Web Mining: Important Questions and Answers on Information Retrieval (IR)

In this post, we will discuss the following questions:

1. Why is cosine similarity preferred over Euclidean distance in comparing two documents?


Euclidean distance performs well for numerical data, and it focuses on the magnitude, not the similarity between the documents, whereas the cosine similarity performs well for numerical as well as ordinal data. When the value of Euclidean distance is high, the documents are more similar nut in cosine similarity. When its value is near zero, the two documents are more similar.

When we are comparing two documents that are more similar in meaning, then cosine similarity can give better results.

Let's have an example:

We have three documents related to sports- Document A, Document B, Document C. A related to Sachin , B related to Virat and C is a part of Document A. So we can say that c is more similar to document A than B. But A and B are bigger documents having hundreds of common terms. Euclidean Distance between A and B is much greater than that between the A and C, indicating that A and B are more similar. Whereas the cosine value between A and B is lesser than that of A and C, indicating that A and C are more similar, which is in reality.

So because the Euclidean Distance focuses more on the magnitude, it may give a misleading result when comparing two documents. While the cosine similarity can provide a better result.

2. What is an inverted index? Discuss at least three applications of the inverted index?

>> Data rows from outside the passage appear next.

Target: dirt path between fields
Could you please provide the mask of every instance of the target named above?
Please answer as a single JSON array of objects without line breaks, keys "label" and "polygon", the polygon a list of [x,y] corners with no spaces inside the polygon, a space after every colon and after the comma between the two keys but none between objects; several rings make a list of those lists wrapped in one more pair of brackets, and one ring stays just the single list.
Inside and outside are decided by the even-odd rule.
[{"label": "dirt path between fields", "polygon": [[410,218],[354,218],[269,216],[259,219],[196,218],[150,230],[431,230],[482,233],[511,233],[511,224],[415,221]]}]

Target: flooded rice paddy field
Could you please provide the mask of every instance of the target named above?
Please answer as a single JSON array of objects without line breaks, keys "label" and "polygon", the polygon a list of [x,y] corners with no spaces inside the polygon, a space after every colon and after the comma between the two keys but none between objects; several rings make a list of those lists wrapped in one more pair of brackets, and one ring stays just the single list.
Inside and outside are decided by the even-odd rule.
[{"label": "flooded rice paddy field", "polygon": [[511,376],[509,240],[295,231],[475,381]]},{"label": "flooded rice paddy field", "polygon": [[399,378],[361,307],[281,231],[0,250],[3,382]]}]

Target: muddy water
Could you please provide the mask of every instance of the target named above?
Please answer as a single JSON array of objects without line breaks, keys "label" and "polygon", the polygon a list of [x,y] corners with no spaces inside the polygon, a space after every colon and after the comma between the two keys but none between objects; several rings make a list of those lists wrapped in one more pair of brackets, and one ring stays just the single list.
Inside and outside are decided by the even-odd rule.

An inverted index is an index data structure that allows faster searching the documents. When any user searches for some information, one way to find the searched information is to scan all the documents sequentially. It is a very inefficient way to search for any information from a large document. When it comes to web search, this type of sequential searching is very inefficient and costly in terms of processing. In the inverted indexing technique, all the documents are given the documents id's. In this technique, the simplest way is to assign all terms to the document id's so that any term can be accessed by using the document id. Another more complex way to do inverted indexing is using document id's, the frequency of the terms in that document, and the offset or position. These are assigned to the terms. This type of inverted indexing is more efficient in searching because it has the frequency and position of the term.

Applications of inverted index: 

1. The most important application of the inverted index is in the search engine indexing algorithms. The inverted index is used in all search engines nowadays. It made the searching very fast. This has made it possible to search documents, images, media, and large data.

2. Inverted index creates a map to content. The inverted index provides a detailed map of the content where these contents are stored.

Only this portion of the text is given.